Simile è l’effetto della bomba al cobalto, o bomba G. Emette raggi gamma, i più devastanti. Dobbiamo, infine, menzionare le armi radiologiche. Si tratta di una classe di bombe nucleari di potenza modesta, progettate per disperdere il materiale radioattivo nell’ambiente, contaminando oggetti e persone. Per questi ordigni non esistono ancora Convenzioni internazionali di non proliferazione. Il riconoscimento delle armi a bassa radioattività nella classe delle armi atomiche potrebbe portare all’inclusione in tale categoria dei proiettili all’uranio impoverito. Questo elemento viene utilizzato per indurire le munizioni anticarro, ma, in quanto radioattivo, in seguito all’impatto si disperde nell’ambiente. I danni provocati dagli ordigni nucleari sono molteplici: la distruzione derivante dall’onda d’urto e di calore nel primo momento, le ustioni procurate dal fall-out radioattivo nelle ore immediatamente seguenti, l’alterazione cellulare, e quindi tumorale, nel mesi e negli anni successivi alla detonazione.

Per quanto riguarda i gas tossici, il cloro è stato il primo ad essere realizzato. Crea problemi di respirazione in ambienti chiusi. In seguito sono stati prodotti i gas chimici neurotossici e vescicatori. L’iprite è stata utilizzata nella Prima guerra mondiale, il sarin e il tabun nella Seconda guerra mondiale e fino alle Guerre del Golfo. A parità di peso, le armi tossicologiche sono da 150 a 200 volte più efficaci di quelle chimiche: bastano pochi grammi per provocare effetti letali.
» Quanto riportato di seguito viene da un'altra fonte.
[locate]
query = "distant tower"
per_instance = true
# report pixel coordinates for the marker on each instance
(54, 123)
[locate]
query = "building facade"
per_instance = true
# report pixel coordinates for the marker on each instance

Le sostanze ustionanti esordirono in Vietnam con il Napalm-B. Al posto della benzina si aggiungeva fosforo bianco. Questo elemento provoca necrosi ossea se inalato e ustioni gravissime quando entra a contatto con l’aria. Tuttavia, la Convenzione sulle armi chimiche non lo considera tale. Osservando le conseguenze provocate dalle armi, convenzionali e di distruzione di massa, viene spontaneo chiedersi se possa esistere un’“etica” della guerra o fino a che punto abbiano senso regolamentazioni pensate per proteggere i civili, ma disattese dagli stessi Stati che le hanno fissate. Qual è la logica di produrre armi sempre più devastanti per vincere e poi aderire a Convenzioni che ne limitino l’uso? Il problema risiede nella natura stessa dell’uomo: per raggiungere il potere non si pone limiti, né etici, né tecnologici.